Subject:  Re: A learning curve Date:  9/10/2012  6:54 PM
Author:  kelbon Number:  40706 of 42233

The stop-loss order is, in my opinion, quite the double-edged sword. It's just as easy to inflict damage on yourself as effectively use it as a productive tool.

Unless you have nerves of steel and can completely clamp down your emotions it's almost inevitable that the twins of greed and fear will inform your decisions as to when to instigate a stop-loss order, and at what price.

Hindsight, as they say, is twenty-twenty. How many of us wished we'd had stop-loss orders in place when the market plunged in the fall of '08? This having been a wise move; a big money saver, was however contingent on having the where-with-all to get back into the market at, more or less, the right time, when fear was at its height — much easier said than done for most people.

The reality is, nobody really knows when a stock goes down 15% whether this is a bottom, or the beginning of a slide to a 50% loss, or more.
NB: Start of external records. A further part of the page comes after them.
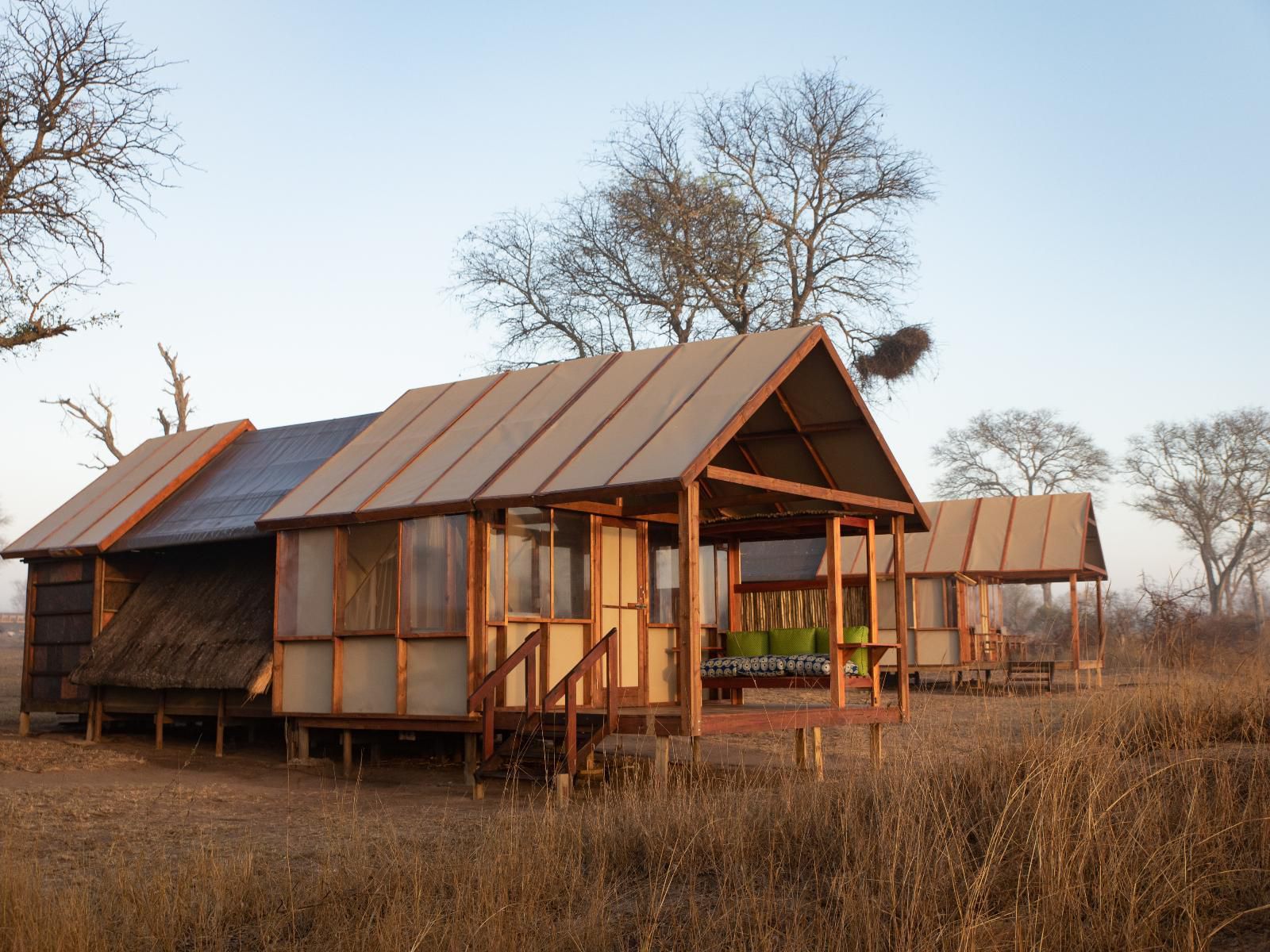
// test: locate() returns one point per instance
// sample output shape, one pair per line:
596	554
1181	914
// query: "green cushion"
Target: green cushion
747	644
857	635
793	641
It's a sickening feeling to sell, taking a 15% loss, only to see the stock recover in short order.

Experience shows that it's quite possible to have a 50% + loss on a stock and then see it thrive again further down the road. On the other hand, positions sometimes go to zero. You win some and you lose some. Aside from either enormous luck and/or talent, this is the nature of the stock market. Warren Buffett has said that if you can't stand to see a stock go down 50% you shouldn't be in the market in the first place. Presumably he meant that it's probably going to happen to you sooner or later so you better have the stomach for it when it does.

The only time I used a stop loss order was when I had a stock that doubled from my purchase price in just over a year. It kept going up, but was, in my opinion, over priced and primed for a fall. Let's say I bought it a $20. When it got to $42 I put in a stop-loss order for $40. It got as high as about $44 and then started down. The stop-loss order was triggered at $40 and the stock continued down, down, down. I was happy to take my profits. If I hadn't put in the stop-loss order I doubt I would of had the gumption to sell at $40. I'd taken that decision out of my hands before it happened.

Although I wish I'd used stop-loss orders on some losers, I've had an equal amount of losers that morphed back into winners, so, all in all, with stop loss orders I probably wouldn't have been ahead in the end. I'm more comfortable with stock-loss orders when I'm fairly sure that a stock is over-priced and I have a good profit margin locked in. It's frustrating to lose out on an even higher stock price in such circumstances, but that's greed talking.